# AW Chevy 100th



## hefer (Sep 18, 1999)

Anyone had any luck removing the 100 from the truck lid of the Chevy Centennial release?


----------



## philo426 (Mar 4, 2009)

I am not sure that you should.Could be a collector's item in the future.


----------



## Ralphthe3rd (Feb 24, 2011)

Auto World will be collectors items  LOL !
As per the original Topic, try dipping a Q-Tip (cotton swab) into (regular)brake and rubbing Just that area, the solvent should eventually start to work to remove it, be careful not to rub or get the fluid on the regular paint, but if you do- rinse with water to kill the solvent action.
My .02 ¢


----------



## slotcarman12078 (Oct 3, 2008)

Anything's possible Ralph.. Let's take the AW blue and white ice cream trucks as an example. They (and the rest of the release) were limited to 500 per color. The blue IC truck now sells for more money than the real deal! If enough of the 100 year anniversary release cars are modified/repainted/butchered/etc (I'll be doing my part shortly), the value of the mint cars will eventually go up. I don't think the production numbers of the later releases are public knowledge, but I do know that AW isn't making the volume of cars as the did in the earlier JL releases. 

The same thought processes were being done with T Jets in the late 60's through the 70's. Look where they are today. How many millions of T Jets were produced, and how many were hacked to pieces? I know for sure AW's not producing anywhere near the volume that Aurora did. Will AW's be worth a ton of dough some day? You never can tell.


----------



## 60chevyjim (Feb 21, 2008)

OK ... but still how can you rid the car of the 100 on the trunk ?
without messing up the rest of the paint .. does anyone know ?
I want to clean it off of my 59 impala's...


----------



## Ralphthe3rd (Feb 24, 2011)

Joe D., IMHO, in 20 years time, when the Baby Boomers (and some of us) are all six feet under, I believe all slotcars will be deep under landfills as well. 
As it is, collectable toys have really started losing their value in the past 5 years. ie- I used to work in an Antique Mall/Flea Market and have seen many a Toy Vendor go out of business due to lack of Sales on old toys. In ain't like it used to be....
But granted, there ARE lots of Baby Boomer Guys spending Stupid money on Ebay....but it's their hard earned money, and rekindling past memories of their old Toys is making them happy. 
PS- Even Hot Wheels collectors are finding out their collections aren't worth half(or less) what they were 10 years ago  Ask me how I know....I WAS both a collector and Vendor.


----------



## Ralphthe3rd (Feb 24, 2011)

60chevyjim said:


> OK ... but still how can you rid the car of the 100 on the trunk ?
> without messing up the rest of the paint .. does anyone know ?
> I want to clean it off of my 59 impala's...

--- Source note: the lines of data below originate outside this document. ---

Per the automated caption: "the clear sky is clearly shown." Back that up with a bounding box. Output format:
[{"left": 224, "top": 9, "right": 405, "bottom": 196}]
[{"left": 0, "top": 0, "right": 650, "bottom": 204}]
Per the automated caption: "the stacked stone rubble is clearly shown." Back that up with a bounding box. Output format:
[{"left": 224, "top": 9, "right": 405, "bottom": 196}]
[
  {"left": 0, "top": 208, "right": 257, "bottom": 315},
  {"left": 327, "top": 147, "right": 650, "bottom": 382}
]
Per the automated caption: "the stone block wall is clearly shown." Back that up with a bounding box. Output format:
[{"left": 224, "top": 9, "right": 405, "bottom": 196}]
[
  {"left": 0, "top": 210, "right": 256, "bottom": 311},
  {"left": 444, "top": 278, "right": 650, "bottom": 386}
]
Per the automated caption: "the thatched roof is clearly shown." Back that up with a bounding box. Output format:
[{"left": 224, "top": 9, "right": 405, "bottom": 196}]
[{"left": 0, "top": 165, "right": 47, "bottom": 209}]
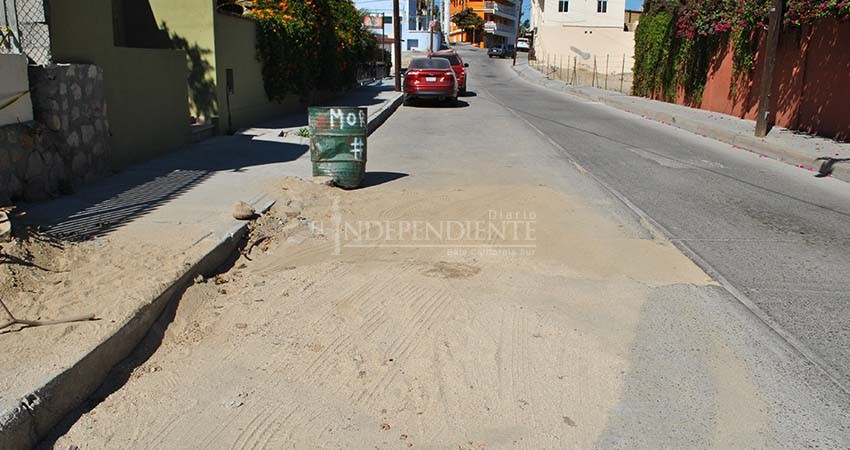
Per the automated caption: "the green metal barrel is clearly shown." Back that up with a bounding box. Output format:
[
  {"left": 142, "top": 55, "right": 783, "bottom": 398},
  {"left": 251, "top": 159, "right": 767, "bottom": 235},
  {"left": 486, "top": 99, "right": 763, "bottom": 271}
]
[{"left": 308, "top": 106, "right": 368, "bottom": 189}]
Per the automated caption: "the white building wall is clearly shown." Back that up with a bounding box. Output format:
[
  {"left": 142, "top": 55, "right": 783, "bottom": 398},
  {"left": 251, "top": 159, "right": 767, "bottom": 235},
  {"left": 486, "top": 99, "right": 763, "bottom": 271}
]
[
  {"left": 532, "top": 0, "right": 626, "bottom": 29},
  {"left": 0, "top": 54, "right": 32, "bottom": 126}
]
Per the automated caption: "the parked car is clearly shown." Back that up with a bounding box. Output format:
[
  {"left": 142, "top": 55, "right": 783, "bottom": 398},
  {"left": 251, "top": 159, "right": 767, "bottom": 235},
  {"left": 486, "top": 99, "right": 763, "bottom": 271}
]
[
  {"left": 487, "top": 44, "right": 516, "bottom": 58},
  {"left": 516, "top": 38, "right": 531, "bottom": 52},
  {"left": 404, "top": 57, "right": 458, "bottom": 105},
  {"left": 431, "top": 50, "right": 469, "bottom": 95}
]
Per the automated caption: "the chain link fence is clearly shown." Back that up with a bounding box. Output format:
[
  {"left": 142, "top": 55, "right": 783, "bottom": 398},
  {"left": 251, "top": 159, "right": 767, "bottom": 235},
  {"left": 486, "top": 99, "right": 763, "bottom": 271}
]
[
  {"left": 0, "top": 0, "right": 52, "bottom": 66},
  {"left": 528, "top": 53, "right": 634, "bottom": 94}
]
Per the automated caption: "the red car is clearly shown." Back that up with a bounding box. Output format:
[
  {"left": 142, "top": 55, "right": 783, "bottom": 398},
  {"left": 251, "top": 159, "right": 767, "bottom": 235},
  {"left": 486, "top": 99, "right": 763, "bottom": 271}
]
[
  {"left": 431, "top": 50, "right": 469, "bottom": 95},
  {"left": 404, "top": 57, "right": 458, "bottom": 105}
]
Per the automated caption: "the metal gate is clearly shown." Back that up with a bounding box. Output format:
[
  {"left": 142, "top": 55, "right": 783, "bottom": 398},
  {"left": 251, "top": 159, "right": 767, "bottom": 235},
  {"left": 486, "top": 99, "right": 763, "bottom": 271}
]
[{"left": 0, "top": 0, "right": 51, "bottom": 66}]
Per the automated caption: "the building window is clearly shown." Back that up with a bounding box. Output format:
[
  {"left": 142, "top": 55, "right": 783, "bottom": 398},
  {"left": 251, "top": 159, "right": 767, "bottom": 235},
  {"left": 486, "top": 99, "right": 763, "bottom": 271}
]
[{"left": 596, "top": 0, "right": 608, "bottom": 12}]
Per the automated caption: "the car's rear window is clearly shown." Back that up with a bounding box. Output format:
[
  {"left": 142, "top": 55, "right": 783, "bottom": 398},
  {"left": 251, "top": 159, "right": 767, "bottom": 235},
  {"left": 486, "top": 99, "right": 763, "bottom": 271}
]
[
  {"left": 434, "top": 55, "right": 460, "bottom": 66},
  {"left": 408, "top": 56, "right": 452, "bottom": 69}
]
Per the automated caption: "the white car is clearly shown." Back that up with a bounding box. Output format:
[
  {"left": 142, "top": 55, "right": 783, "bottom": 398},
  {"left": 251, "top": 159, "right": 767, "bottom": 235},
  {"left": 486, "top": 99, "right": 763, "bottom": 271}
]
[{"left": 516, "top": 38, "right": 529, "bottom": 52}]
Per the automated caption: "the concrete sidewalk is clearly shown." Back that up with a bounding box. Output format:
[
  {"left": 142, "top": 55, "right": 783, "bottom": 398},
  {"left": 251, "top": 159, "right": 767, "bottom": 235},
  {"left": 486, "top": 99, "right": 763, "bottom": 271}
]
[
  {"left": 0, "top": 80, "right": 402, "bottom": 449},
  {"left": 513, "top": 60, "right": 850, "bottom": 181}
]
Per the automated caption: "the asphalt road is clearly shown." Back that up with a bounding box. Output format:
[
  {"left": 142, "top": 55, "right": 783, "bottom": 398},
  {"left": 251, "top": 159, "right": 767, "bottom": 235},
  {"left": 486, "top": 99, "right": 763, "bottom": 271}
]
[{"left": 462, "top": 46, "right": 850, "bottom": 392}]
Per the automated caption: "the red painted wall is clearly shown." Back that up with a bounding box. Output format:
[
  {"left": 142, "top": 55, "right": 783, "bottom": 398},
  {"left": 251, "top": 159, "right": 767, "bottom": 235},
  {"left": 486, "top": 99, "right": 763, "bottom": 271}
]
[{"left": 664, "top": 19, "right": 850, "bottom": 141}]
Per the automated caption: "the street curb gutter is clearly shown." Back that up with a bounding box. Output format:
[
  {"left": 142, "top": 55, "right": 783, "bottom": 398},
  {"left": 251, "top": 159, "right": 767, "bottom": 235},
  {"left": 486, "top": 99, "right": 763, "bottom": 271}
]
[
  {"left": 512, "top": 66, "right": 850, "bottom": 181},
  {"left": 366, "top": 92, "right": 404, "bottom": 136},
  {"left": 0, "top": 200, "right": 274, "bottom": 450},
  {"left": 0, "top": 93, "right": 403, "bottom": 450}
]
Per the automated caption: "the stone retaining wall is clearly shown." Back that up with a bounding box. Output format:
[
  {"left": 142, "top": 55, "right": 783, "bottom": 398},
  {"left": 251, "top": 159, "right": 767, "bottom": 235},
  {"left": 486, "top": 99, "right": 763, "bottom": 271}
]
[{"left": 0, "top": 64, "right": 110, "bottom": 204}]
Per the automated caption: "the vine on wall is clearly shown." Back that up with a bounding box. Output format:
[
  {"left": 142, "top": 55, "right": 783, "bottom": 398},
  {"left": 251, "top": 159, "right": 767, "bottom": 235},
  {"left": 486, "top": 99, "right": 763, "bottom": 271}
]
[
  {"left": 245, "top": 0, "right": 377, "bottom": 101},
  {"left": 632, "top": 0, "right": 850, "bottom": 104}
]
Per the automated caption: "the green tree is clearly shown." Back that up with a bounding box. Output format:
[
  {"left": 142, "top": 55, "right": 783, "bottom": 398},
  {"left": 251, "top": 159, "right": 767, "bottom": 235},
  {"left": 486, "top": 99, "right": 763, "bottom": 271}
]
[
  {"left": 519, "top": 19, "right": 531, "bottom": 36},
  {"left": 452, "top": 8, "right": 484, "bottom": 42}
]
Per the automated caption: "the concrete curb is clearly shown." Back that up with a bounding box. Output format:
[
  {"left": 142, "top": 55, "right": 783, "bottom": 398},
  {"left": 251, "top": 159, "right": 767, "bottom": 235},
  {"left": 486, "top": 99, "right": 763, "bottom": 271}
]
[
  {"left": 0, "top": 93, "right": 403, "bottom": 450},
  {"left": 366, "top": 92, "right": 404, "bottom": 136},
  {"left": 512, "top": 66, "right": 850, "bottom": 181},
  {"left": 0, "top": 200, "right": 274, "bottom": 449}
]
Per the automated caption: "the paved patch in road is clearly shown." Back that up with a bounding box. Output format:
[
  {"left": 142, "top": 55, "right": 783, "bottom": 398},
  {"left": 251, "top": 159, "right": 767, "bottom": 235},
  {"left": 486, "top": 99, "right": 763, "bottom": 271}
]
[{"left": 476, "top": 50, "right": 850, "bottom": 391}]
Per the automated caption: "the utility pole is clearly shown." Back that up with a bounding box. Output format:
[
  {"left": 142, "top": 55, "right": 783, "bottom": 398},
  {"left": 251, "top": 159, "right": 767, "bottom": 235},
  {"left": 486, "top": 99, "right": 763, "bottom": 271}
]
[
  {"left": 393, "top": 0, "right": 401, "bottom": 92},
  {"left": 513, "top": 0, "right": 522, "bottom": 65},
  {"left": 755, "top": 0, "right": 782, "bottom": 137}
]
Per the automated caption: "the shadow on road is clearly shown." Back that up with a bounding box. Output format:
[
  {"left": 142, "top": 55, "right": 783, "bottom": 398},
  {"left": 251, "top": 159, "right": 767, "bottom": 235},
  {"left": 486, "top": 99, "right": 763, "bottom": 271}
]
[{"left": 359, "top": 172, "right": 410, "bottom": 189}]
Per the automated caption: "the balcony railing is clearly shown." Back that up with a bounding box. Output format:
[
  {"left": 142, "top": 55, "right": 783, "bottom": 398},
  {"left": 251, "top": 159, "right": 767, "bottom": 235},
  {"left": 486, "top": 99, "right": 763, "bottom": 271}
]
[{"left": 484, "top": 2, "right": 516, "bottom": 18}]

 Jim, like I said, it's possible - as I've done it ! I've removed everything from Flames to simple Tampos. BTW- some of the Flames Jobs are a sorta like Decals applied and Clear coated.... I removed some merely by using a fingernail and running it under hot water....maybe the 100th Anni is the same way ?
Do note however, I SAID they was Clear Coat Over the decals....so there will be a slight trace where it was.


----------



## LDThomas (Nov 30, 1999)

I have done it. Piece of cake. Zilla has seen it.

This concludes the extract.